A few days afterwards the vivacious actress found her way to my studio door without anyone to guide her, and how she got there has always puzzled me. I was engrossed in some urgent work, when a rap came and Miss Terry sailed in, all smiles and animation.

She did not introduce herself. There was no need. I knew her instantly, as I supposed she imagined I should. It was a very hot day, and she said, “I am positively dying for a cup of tea.”

She told me she was just clearing off all her visiting arrears before sailing, and added: “You see, Mr. Tussaud, I have not forgotten you.”

The cup that cheers was very soon brewed, and Miss Terry saw that I noticed a gauntlet on her right hand as she raised the cup to her lips.

“I met with a slight accident on the stage,” she said.

I wish I could recall some of her delightful chat, and I regret that I did not keep a diary instead of trusting entirely to memory. However, I may derive some consolation from the conclusion, arrived at by an old and experienced literary friend, that it is seldom what has been forgotten would have been worth writing about had it been remembered.

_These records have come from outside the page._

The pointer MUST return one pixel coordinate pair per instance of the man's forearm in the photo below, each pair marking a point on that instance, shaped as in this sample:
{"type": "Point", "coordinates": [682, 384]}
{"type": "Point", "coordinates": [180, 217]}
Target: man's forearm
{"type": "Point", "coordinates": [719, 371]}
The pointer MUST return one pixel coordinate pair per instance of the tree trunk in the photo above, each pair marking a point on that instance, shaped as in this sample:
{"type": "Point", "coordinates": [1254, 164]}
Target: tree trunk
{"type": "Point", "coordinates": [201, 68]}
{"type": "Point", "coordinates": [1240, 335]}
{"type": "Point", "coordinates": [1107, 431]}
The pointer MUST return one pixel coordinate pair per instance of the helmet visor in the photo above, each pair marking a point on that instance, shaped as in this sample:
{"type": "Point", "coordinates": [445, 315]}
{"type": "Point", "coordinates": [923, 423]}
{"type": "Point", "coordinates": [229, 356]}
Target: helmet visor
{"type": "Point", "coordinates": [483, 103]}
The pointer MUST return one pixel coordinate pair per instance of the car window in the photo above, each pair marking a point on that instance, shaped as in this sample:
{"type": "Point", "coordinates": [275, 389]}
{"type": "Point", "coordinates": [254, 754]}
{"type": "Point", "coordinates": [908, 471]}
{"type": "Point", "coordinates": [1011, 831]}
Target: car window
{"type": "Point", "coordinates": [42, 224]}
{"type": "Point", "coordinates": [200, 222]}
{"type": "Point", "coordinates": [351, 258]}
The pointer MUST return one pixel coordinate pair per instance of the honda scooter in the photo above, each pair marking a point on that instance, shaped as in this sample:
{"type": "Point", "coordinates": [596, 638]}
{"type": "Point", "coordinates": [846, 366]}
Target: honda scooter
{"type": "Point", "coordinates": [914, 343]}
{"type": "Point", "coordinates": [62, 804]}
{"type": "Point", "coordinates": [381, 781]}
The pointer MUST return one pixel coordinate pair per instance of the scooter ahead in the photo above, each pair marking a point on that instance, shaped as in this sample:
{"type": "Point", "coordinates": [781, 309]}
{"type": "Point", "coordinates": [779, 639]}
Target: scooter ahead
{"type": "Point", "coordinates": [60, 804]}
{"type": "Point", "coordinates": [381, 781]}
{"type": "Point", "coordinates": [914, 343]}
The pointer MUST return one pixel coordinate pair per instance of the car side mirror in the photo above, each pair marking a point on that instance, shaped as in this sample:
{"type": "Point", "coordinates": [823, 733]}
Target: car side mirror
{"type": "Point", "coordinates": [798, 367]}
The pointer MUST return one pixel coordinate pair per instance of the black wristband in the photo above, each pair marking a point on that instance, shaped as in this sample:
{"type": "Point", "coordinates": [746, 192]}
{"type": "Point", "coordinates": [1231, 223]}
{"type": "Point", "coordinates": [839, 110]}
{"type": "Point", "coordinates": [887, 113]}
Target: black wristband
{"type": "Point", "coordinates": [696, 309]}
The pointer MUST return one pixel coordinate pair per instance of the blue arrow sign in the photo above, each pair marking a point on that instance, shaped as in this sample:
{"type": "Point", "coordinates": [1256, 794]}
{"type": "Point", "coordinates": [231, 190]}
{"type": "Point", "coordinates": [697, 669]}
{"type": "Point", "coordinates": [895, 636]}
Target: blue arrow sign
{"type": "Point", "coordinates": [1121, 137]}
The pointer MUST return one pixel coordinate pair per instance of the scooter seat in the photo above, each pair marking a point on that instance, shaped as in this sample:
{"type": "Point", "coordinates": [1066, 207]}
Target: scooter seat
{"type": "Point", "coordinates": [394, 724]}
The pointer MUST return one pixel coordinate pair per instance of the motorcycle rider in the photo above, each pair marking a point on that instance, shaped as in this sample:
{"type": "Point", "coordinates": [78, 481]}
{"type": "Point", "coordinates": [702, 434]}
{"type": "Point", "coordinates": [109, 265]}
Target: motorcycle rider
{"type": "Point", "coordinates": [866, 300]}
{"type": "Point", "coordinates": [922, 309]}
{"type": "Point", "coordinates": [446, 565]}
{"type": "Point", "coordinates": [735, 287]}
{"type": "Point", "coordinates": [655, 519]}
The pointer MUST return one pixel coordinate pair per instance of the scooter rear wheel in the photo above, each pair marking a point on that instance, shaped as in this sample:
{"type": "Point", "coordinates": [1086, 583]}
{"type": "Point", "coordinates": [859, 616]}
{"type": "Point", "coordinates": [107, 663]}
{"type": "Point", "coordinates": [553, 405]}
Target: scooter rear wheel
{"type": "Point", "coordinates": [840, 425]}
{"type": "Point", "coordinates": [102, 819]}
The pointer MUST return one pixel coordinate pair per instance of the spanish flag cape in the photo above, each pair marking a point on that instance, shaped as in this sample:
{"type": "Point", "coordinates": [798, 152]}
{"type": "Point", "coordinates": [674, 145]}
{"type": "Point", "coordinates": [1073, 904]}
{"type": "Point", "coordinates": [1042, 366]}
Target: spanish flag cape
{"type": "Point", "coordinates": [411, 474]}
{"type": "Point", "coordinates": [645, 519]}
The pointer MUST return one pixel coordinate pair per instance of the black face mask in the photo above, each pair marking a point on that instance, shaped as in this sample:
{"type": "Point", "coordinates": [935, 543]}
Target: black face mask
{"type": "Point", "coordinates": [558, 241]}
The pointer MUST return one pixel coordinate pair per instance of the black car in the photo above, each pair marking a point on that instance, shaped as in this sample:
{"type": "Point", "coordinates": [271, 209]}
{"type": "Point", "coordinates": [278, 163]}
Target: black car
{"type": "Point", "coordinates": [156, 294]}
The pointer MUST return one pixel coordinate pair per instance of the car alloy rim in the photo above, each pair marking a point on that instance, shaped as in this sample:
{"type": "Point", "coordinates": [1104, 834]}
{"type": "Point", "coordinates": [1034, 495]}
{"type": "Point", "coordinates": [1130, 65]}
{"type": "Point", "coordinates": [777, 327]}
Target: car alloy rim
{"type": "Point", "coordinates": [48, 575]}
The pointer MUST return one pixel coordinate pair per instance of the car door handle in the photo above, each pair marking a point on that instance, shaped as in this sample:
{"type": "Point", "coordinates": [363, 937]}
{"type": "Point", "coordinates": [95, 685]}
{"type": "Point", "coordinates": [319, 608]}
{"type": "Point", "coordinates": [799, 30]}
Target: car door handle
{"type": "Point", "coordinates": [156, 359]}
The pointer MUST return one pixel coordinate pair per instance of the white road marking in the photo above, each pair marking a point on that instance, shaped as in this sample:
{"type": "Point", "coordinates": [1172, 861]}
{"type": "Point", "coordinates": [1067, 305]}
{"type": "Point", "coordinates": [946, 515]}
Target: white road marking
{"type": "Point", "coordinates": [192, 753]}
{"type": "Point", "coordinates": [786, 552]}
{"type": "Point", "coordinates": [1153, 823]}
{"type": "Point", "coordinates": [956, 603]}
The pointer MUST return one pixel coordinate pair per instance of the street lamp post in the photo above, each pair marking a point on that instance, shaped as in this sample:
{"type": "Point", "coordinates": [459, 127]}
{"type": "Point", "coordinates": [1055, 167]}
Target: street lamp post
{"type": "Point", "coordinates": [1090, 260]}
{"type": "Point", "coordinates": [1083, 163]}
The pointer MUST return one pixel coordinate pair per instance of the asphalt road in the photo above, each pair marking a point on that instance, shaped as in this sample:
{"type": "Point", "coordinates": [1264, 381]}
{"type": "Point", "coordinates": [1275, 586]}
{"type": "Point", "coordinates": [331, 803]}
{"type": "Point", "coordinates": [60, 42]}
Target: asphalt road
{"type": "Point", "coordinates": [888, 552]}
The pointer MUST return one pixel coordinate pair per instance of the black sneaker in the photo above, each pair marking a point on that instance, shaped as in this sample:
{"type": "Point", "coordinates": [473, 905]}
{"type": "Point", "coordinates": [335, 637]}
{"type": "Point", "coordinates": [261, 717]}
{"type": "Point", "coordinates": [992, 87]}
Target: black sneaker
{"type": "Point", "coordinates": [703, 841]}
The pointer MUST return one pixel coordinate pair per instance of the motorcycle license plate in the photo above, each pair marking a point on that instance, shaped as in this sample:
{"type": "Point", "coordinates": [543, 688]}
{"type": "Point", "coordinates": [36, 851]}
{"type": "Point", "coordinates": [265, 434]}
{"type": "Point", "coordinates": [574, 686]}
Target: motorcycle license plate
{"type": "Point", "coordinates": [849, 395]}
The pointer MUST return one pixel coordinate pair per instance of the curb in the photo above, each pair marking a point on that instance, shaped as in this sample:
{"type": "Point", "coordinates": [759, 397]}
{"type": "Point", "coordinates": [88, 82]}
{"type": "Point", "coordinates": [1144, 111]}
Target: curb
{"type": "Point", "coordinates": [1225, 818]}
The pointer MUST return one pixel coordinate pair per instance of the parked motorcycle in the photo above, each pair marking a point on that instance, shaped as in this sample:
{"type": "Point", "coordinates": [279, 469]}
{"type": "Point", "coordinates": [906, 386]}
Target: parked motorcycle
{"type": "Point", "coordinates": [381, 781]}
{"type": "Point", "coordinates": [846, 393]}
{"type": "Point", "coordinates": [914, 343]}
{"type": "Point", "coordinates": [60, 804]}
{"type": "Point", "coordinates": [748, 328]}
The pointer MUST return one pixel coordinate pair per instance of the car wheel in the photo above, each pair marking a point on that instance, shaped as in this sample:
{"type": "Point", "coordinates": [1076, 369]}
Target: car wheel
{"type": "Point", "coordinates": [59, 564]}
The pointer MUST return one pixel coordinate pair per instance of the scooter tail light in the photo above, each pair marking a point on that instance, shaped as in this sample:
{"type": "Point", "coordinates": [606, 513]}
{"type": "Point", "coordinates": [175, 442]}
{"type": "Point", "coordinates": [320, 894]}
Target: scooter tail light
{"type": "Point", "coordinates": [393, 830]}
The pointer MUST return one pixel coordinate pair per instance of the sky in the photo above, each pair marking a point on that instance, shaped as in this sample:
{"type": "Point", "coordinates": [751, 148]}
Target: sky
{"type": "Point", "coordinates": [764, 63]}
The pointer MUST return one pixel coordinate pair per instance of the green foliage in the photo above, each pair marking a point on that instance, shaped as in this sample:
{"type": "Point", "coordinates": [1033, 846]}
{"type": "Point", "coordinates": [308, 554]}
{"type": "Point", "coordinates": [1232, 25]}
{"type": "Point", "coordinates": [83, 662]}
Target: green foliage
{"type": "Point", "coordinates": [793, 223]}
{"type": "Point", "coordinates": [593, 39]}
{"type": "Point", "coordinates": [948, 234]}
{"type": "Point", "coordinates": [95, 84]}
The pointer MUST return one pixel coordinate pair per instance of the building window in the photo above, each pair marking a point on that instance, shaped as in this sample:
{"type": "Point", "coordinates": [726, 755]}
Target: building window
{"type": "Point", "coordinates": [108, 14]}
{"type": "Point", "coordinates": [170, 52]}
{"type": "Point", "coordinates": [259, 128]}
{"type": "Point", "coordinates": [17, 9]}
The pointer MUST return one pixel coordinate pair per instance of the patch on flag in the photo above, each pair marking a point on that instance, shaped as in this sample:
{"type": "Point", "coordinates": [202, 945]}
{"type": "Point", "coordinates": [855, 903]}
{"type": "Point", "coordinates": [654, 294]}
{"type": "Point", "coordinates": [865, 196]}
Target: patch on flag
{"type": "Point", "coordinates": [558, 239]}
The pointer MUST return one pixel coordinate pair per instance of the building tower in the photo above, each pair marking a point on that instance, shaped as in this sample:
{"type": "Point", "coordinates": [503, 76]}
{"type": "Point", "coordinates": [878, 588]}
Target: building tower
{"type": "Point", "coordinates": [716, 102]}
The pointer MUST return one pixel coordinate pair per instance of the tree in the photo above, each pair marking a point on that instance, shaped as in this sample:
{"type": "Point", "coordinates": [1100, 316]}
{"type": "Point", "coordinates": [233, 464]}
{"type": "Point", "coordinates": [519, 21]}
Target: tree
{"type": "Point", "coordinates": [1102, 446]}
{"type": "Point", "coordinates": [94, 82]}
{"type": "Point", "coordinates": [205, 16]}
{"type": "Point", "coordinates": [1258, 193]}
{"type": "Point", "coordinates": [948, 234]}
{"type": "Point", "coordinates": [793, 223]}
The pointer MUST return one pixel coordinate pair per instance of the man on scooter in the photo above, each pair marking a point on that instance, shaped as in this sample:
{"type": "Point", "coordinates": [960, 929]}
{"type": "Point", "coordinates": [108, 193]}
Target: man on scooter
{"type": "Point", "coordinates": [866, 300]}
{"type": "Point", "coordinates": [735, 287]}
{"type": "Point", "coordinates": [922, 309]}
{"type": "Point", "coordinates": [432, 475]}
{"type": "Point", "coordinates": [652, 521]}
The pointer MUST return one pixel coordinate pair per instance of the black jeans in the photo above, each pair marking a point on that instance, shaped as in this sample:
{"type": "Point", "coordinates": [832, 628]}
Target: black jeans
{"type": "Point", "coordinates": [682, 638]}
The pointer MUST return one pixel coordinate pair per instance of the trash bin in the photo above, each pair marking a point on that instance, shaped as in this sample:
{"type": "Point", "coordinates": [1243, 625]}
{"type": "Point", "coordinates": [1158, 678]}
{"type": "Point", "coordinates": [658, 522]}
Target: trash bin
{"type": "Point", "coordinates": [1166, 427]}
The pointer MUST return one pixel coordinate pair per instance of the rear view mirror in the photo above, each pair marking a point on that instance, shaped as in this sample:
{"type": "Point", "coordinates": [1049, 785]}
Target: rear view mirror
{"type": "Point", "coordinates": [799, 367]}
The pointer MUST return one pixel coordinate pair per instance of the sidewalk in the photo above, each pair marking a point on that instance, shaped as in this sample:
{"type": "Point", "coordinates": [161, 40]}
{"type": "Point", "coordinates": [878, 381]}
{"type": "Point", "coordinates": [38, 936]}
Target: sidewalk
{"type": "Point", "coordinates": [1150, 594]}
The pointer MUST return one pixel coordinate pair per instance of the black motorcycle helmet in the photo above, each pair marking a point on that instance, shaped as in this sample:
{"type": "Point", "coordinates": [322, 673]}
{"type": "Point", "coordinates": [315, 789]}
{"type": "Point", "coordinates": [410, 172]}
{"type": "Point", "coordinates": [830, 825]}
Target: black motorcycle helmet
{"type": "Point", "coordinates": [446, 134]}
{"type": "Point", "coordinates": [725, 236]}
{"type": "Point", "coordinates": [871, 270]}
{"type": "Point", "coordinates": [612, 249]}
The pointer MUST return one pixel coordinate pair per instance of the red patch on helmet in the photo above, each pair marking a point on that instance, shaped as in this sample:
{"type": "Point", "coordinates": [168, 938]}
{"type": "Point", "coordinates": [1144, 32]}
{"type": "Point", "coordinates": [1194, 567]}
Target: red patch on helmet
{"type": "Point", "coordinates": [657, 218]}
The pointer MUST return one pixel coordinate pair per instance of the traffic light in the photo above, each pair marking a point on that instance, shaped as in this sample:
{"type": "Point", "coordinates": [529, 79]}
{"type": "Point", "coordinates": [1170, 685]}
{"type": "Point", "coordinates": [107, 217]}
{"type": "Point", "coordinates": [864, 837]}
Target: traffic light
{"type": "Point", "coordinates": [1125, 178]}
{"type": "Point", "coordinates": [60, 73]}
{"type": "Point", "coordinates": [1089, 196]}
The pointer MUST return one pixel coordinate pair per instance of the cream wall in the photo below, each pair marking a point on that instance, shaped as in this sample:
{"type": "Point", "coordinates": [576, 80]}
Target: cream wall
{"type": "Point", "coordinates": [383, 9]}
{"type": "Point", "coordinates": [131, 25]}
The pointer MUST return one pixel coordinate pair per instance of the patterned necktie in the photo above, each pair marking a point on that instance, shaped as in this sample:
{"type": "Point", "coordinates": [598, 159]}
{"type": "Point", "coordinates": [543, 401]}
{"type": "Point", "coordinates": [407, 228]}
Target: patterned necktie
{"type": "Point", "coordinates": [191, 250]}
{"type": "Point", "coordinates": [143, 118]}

When I had finished modelling, and not till then, Miss Terry apologised for being in a hurry, and as she took her departure I found myself wondering by what secret art or gift she could conjure up so much mirth and sprightliness when the thermometer was registering ninety in the shade.

After Miss Terry had gone my eye happened to catch the chair on which she had been sitting, and I discovered that the back legs were within an eighth of an inch of the edge of the high dais.

I trembled to think of what might have happened to the actress if the chair had fallen to the floor while she occupied it. I suppose the reason for its position having changed from that in which it was originally placed was that the actress, who could hardly be described as a reposeful “sitter,” had shifted it in her restlessness.

The carpenter had omitted to fix the fillet which should have been placed to preclude any risk of the chair falling from its elevated position.